En couvrant 78% de la population métropolitaine française, Free a tenu son engagement de couvrir 75% de la population.

En octroyant la licence 3G à Free en 2010, l’ARCEP lui avait donné pour mission de couvrir 75% de la population avant le 12 janvier 2015. Pour vérifier si l’objectif avait été atteint, le gendarme des télécoms a lancé des tests.

Comme le confirme un communiqué de presse, « La couverture du réseau 3G de Free Mobile a été notamment vérifiée au travers d’une campagne de mesures qui s’est déroulée entre le 29 janvier et le 2 mars 2015. Plus de 40 000 mesures ont été effectuées avec des terminaux dont l’accès aux réseaux 2G et 4G ainsi qu’au réseau 3G d’autres opérateurs était désactivé. Il ressort des vérifications effectuées que Free Mobile a respecté son obligation ».

En fait, la couverture actuelle de Free avec son propre réseau est désormais de 78% de la population métropolitaine française.

À l’occasion de ce communiqué, l’ARCEP a aussi mis en ligne son rapport sur la « Mesure de la couverture en propre du réseau d’un opérateur mobile », un document qui explique la méthodologie appliquée pour les tests et, surtout, savoir où les audits ont été réalisés. « 20 zones de France métropolitaine tirées au hasard par l’ARCEP » ont ainsi été testées, seul le Sud-Ouest n’a pas été évalué.

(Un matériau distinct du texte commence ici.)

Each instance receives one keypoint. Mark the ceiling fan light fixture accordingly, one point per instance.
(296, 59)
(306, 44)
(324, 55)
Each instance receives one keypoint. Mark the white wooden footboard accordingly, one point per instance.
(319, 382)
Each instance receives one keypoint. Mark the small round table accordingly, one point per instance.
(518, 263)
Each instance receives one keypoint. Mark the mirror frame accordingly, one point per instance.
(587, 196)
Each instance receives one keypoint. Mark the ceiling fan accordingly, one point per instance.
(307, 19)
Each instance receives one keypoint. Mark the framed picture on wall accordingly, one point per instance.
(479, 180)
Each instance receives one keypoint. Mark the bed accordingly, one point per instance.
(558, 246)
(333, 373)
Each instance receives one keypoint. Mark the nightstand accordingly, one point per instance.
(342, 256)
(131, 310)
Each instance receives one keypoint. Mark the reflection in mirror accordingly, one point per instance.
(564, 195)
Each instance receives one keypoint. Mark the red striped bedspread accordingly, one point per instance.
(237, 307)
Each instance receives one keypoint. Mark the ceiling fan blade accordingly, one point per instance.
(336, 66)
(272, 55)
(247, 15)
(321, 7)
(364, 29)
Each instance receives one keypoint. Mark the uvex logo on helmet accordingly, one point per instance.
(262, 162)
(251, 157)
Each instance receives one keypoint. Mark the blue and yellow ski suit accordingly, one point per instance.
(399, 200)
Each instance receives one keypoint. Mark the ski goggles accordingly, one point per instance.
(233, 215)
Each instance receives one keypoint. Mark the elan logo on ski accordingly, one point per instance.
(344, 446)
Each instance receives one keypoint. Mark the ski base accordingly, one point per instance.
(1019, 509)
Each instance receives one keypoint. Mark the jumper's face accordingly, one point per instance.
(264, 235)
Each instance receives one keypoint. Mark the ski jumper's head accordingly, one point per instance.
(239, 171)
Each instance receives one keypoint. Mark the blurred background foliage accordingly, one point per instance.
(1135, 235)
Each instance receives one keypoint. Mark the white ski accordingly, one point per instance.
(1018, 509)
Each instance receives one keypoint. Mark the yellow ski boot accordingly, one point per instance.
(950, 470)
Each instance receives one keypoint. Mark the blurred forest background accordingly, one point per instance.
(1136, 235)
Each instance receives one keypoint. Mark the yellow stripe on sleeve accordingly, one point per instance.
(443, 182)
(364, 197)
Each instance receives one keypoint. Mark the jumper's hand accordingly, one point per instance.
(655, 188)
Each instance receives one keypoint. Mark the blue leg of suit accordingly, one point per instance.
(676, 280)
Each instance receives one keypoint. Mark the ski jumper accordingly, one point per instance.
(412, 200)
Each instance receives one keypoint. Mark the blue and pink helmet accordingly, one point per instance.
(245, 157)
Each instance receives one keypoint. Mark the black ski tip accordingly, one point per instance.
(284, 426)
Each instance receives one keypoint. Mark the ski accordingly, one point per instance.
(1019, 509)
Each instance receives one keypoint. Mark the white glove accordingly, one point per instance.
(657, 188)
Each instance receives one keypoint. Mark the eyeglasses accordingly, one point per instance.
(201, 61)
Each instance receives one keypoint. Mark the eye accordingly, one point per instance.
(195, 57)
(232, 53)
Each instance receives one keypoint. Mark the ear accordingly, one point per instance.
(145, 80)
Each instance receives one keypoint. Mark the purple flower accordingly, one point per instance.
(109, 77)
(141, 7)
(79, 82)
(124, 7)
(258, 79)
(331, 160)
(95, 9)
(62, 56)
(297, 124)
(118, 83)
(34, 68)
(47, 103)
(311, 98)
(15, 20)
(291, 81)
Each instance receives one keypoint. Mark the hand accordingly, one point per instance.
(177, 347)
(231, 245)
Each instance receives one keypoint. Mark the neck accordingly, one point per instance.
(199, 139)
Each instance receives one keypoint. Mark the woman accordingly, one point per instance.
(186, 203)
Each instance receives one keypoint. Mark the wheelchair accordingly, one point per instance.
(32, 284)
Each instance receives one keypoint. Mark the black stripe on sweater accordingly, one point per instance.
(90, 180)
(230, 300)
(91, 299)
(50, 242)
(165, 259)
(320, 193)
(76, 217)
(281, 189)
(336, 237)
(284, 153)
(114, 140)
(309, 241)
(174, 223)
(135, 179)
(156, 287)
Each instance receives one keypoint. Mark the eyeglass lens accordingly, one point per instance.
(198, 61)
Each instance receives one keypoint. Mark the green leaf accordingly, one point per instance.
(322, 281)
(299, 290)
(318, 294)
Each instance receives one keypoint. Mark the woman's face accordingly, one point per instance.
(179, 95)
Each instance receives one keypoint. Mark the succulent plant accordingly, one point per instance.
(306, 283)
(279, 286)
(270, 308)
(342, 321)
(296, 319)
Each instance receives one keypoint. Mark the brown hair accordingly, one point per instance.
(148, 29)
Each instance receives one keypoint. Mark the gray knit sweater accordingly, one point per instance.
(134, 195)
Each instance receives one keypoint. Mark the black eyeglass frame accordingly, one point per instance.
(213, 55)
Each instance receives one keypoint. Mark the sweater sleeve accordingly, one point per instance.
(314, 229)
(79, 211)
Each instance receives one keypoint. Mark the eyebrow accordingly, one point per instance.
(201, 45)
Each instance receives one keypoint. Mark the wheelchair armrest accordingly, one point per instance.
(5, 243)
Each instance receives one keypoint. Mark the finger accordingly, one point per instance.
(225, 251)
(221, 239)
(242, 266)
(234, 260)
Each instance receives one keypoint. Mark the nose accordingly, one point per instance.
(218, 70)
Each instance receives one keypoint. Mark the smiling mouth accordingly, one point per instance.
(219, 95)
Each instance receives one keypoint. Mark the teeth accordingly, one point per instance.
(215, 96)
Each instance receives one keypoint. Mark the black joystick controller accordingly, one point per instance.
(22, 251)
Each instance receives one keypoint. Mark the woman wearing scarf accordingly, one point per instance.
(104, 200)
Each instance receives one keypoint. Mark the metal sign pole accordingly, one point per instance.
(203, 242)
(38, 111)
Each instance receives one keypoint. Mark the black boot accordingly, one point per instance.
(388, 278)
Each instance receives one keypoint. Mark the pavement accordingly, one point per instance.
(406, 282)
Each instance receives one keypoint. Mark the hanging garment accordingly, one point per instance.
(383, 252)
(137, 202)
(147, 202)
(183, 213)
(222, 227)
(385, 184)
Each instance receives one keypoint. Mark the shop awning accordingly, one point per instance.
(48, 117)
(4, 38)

Ces tests ont permis de vérifier la couverture 3G de Free, mais aussi, et surtout son accessibilité. Les conclusions à ce sujet sont d’ailleurs bonnes vu que le document dit : « L’étude montre que la fiabilité de la carte de couverture théorique de Free Mobile est de 96,9%, ce qui est supérieur au taux de 95% qui est réglementairement attendu ».

De son côté, dans un communiqué de presse, Free se félicite d’avoir réussi à atteindre ses objectifs. L’opérateur précise aussi qu’il va poursuivre à investir afin de pouvoir couvrir 90% de la population en janvier 2018 et « environ 60% de la population en 4G fin 2015 ».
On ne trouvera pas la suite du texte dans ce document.